I have always been amused by collective nouns. An obstinacy of buffalo, an implausibility of wildebeest, and my personal favourite, a parliament of owls.
None of these is more appropriate than the one referring to a group of vultures on a carcass. A ‘wake’ is certainly an apt title for the raucous, squabbling group of birds seen with their heads covered in blood, pecking, clawing, and generally providing entertainment for any guests and rangers fortunate enough to be there at the time.
Two lionesses of the Sparta pride recently brought down a very large giraffe bull. We think the bull was most likely lying down when the lionesses made their move, as a wide awake giraffe of this size would probably have been too big a target even for these proficient huntresses. Be that as it may, we had an amazing few days viewing, as first the lionesses fed, sometimes with the two oldest Sparta cubs in attendance, and then three of the Majingilane coalition arrived, taking the lion’s share of the carcass, so to speak.
The vultures, meanwhile, were relegated to the sidelines, forced to wait on the ground nearby or perch in the dead leadwood trees with which the area is dotted. They would only have their chance to feed once the larger predators – the lions and later the hyenas – had fully satiated themselves.

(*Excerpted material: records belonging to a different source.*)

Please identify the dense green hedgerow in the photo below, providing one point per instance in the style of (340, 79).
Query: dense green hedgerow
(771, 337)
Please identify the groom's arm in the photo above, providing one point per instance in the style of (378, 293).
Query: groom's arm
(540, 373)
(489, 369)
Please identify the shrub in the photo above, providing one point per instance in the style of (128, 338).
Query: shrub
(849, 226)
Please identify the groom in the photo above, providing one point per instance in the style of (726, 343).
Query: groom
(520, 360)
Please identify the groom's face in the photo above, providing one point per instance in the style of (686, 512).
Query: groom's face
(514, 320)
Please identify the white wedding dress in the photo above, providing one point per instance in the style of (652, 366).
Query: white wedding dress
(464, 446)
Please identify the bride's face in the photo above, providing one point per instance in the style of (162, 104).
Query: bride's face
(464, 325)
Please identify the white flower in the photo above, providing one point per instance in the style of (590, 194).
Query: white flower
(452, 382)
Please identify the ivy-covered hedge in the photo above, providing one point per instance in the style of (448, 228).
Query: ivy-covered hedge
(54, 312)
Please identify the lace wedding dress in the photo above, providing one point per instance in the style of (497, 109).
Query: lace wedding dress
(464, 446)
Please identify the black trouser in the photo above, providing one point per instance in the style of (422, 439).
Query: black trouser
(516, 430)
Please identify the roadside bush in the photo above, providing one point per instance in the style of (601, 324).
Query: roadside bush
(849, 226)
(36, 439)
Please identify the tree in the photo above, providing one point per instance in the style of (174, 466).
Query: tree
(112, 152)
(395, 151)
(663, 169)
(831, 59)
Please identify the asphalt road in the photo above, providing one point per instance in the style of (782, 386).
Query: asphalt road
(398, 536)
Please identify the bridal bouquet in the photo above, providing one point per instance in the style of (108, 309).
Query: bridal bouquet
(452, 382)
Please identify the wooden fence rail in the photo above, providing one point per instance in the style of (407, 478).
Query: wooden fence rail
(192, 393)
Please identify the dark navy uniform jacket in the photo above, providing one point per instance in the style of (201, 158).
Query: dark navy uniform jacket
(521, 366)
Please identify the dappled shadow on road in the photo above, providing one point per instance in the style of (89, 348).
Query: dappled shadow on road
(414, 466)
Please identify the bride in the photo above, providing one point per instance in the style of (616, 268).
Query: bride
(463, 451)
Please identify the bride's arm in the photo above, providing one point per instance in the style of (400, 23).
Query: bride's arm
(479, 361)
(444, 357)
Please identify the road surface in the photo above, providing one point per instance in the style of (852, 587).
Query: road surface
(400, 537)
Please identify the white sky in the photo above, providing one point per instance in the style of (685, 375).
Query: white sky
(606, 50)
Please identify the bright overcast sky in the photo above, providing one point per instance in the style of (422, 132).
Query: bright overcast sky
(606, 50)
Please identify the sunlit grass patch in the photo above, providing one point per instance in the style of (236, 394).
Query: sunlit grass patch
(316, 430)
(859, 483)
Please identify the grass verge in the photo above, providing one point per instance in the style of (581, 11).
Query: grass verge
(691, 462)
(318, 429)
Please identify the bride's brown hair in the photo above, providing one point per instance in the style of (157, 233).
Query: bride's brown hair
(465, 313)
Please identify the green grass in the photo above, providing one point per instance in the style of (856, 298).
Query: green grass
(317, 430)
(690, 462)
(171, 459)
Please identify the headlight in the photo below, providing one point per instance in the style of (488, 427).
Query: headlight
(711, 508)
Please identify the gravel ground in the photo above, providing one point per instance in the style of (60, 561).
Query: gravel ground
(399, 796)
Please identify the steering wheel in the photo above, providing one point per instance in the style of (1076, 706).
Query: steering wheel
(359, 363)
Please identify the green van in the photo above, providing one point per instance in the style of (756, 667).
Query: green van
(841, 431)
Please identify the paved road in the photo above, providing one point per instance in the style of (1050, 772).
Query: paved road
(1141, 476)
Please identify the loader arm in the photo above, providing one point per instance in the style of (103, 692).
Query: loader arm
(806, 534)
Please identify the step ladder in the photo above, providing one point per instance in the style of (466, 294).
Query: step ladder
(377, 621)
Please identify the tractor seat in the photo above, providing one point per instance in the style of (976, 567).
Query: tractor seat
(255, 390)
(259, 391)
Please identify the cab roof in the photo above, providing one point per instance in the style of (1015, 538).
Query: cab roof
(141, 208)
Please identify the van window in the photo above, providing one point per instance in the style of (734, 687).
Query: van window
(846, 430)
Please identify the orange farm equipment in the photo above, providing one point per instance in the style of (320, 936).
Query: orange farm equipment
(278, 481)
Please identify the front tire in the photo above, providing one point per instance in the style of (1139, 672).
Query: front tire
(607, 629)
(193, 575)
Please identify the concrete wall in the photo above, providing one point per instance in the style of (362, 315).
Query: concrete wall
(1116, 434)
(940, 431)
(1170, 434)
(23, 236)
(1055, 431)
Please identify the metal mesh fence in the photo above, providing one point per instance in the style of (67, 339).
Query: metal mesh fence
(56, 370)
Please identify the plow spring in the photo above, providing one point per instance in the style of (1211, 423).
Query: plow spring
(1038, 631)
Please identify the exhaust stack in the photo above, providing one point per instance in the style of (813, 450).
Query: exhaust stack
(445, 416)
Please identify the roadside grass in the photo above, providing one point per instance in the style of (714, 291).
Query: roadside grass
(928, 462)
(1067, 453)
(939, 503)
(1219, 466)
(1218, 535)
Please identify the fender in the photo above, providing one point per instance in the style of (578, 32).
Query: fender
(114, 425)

Their patience was rewarded after a few days, when the apex predators had moved off during the night, and what was left of the kill was suddenly up for grabs as the sun rose. Whitebacked vultures dominated the feeding while the hooded vultures hopped around the fringes, contenting themselves with scraps. A couple of lappet-faced vultures made their presence known, as well as some relatively rare whiteheaded vultures. They gorged themselves for a few days, until only the larger bones and the skull remained.
Driving past the site today, only a few vulture feathers drift in the breeze, while the steadily bleaching bones glint in the sun, a stark reminder of the savage nature of life in the bush.